We evaluated the combined impact of linear detrending, temporal filtering, and motion-confounds on test–retest ICC(C,1). Every parameter combination was tested and AnovaRM models, as described above, were used to assess main effects and interactions, again correcting from sphericity but not for multiple comparison.

We also analyzed qualitatively how confound–regressor collinearity affected repeatability, computing R² with the regressor as the dependent variable. FFTs were used to assess how parameter combinations altered regressor spectra.

Optimization

Continuing on the analysis above for linear detrending, temporal filtering, and motion-confounds, we aimed to isolate each parameter’s unique effect by performing an “optimized perturbation” where each parameter was varied while others were fixed at optimal values (based on test–retest ICC(C,1)). As a sanity check, we repeated the optimized and univariate perturbation using voxel-wise Pearson correlation with a reference map, the vascular paradigm and parameter combination with the highest test–retest repeatability, instead of test–retest ICC(C,1).

We also examined whether amount of head motion (measured by average FD) correlated with improvement in test–retest ICC(C,1) when including motion-confounds in the linear regression model. Improvements were assessed relative to models without motion-confounds, using optimal linear detrending and temporal filtering parameters for each condition.

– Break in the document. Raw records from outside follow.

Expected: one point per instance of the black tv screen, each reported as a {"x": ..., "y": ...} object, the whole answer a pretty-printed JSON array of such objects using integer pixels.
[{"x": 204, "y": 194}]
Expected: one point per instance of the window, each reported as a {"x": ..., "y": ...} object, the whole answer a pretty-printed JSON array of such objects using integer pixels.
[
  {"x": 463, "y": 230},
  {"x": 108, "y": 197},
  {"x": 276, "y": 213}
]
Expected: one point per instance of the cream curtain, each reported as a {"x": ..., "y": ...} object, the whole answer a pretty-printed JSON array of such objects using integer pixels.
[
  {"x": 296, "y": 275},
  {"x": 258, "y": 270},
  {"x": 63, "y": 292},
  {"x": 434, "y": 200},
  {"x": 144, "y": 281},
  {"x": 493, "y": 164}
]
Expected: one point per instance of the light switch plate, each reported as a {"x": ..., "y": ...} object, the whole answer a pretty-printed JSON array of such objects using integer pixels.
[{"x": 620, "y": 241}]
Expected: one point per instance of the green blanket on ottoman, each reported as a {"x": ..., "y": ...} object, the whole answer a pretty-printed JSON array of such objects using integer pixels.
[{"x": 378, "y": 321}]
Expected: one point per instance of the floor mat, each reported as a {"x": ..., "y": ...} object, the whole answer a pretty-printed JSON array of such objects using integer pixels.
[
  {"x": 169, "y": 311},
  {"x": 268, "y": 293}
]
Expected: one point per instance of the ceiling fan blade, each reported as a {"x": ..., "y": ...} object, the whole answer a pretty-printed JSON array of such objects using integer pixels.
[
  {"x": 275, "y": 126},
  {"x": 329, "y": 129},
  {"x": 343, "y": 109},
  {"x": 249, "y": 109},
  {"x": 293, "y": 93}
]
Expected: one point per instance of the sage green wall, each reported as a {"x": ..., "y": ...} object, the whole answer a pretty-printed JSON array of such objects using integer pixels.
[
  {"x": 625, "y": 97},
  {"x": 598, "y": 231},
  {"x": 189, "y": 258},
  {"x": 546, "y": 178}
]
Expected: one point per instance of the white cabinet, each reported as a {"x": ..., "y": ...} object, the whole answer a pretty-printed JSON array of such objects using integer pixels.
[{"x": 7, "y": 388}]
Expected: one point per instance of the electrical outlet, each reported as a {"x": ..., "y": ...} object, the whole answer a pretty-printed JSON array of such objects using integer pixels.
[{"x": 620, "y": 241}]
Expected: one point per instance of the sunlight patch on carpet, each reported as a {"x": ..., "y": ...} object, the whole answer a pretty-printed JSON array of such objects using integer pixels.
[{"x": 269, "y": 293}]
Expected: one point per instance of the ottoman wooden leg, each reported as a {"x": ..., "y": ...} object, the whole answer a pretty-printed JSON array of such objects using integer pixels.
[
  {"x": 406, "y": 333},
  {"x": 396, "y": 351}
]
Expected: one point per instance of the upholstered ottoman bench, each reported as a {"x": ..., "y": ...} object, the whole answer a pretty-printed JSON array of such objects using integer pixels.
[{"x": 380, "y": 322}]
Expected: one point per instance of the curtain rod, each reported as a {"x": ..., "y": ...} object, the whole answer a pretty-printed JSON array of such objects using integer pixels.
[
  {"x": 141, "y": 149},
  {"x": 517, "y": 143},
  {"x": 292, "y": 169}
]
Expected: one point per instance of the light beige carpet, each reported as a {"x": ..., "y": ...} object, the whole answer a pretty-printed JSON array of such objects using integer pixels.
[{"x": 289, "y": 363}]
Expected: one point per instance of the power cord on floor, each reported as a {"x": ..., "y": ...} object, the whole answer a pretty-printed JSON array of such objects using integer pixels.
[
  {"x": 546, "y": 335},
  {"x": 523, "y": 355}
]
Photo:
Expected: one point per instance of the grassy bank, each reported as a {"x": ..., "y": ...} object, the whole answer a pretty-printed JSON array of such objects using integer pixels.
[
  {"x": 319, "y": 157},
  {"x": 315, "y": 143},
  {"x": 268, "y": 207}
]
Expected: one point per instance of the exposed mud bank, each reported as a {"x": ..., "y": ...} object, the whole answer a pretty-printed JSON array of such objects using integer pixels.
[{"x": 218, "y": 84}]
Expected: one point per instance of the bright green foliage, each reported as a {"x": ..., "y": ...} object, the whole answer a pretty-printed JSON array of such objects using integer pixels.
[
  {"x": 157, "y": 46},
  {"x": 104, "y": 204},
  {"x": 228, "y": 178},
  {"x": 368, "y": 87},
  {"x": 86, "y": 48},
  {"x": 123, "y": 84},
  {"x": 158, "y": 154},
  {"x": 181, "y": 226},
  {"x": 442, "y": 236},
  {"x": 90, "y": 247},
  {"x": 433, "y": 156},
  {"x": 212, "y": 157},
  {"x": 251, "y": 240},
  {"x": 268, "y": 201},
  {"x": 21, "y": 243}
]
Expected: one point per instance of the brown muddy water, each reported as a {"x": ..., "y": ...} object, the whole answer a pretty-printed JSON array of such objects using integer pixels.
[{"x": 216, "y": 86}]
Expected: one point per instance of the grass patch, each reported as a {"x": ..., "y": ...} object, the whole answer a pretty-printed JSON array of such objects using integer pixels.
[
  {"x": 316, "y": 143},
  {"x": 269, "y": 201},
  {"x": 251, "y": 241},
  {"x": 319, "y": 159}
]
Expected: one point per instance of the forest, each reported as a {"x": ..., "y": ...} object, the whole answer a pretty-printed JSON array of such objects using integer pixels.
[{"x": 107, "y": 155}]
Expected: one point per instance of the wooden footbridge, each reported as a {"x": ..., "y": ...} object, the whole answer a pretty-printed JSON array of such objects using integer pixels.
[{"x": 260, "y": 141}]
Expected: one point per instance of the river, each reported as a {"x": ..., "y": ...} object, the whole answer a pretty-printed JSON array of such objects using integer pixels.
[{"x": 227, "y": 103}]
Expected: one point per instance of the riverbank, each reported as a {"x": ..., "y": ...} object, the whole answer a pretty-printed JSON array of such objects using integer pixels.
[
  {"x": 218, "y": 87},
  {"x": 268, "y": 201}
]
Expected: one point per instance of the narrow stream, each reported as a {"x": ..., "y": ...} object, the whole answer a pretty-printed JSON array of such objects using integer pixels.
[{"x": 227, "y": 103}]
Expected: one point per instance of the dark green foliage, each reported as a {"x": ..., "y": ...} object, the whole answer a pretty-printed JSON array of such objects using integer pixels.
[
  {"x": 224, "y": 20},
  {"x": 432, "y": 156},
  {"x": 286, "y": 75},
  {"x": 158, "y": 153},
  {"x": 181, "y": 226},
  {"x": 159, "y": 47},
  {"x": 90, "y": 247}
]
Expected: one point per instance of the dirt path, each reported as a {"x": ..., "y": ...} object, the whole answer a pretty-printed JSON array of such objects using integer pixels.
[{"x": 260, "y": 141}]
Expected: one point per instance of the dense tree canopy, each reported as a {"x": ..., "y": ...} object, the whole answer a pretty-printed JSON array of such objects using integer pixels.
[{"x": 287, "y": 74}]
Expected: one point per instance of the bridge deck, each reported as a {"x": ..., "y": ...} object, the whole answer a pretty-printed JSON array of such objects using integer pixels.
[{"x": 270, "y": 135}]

Finally, we computed voxel-wise quality metrics using optimal values for linear detrend order, low-pass cutoff frequency, and confound–regressor correlation thresholds (based on test–retest ICC(C,1)) for each vascular paradigm:

Normalized CVR, scaled by the median CVR across voxels, subjects, and runs.

Model fit, measured by R².

Regressor fit, measured by t-value.

Average absolute CVR difference between test–retest, also scaled by the median CVR.

Coefficient of variation (COV), defined as standard deviation divided by absolute mean (limited to 1 to avoid arbitrary large values when mean CVR is close to 0).

Reliability, assessed using ICC(C,1) between test–retest and across subjects.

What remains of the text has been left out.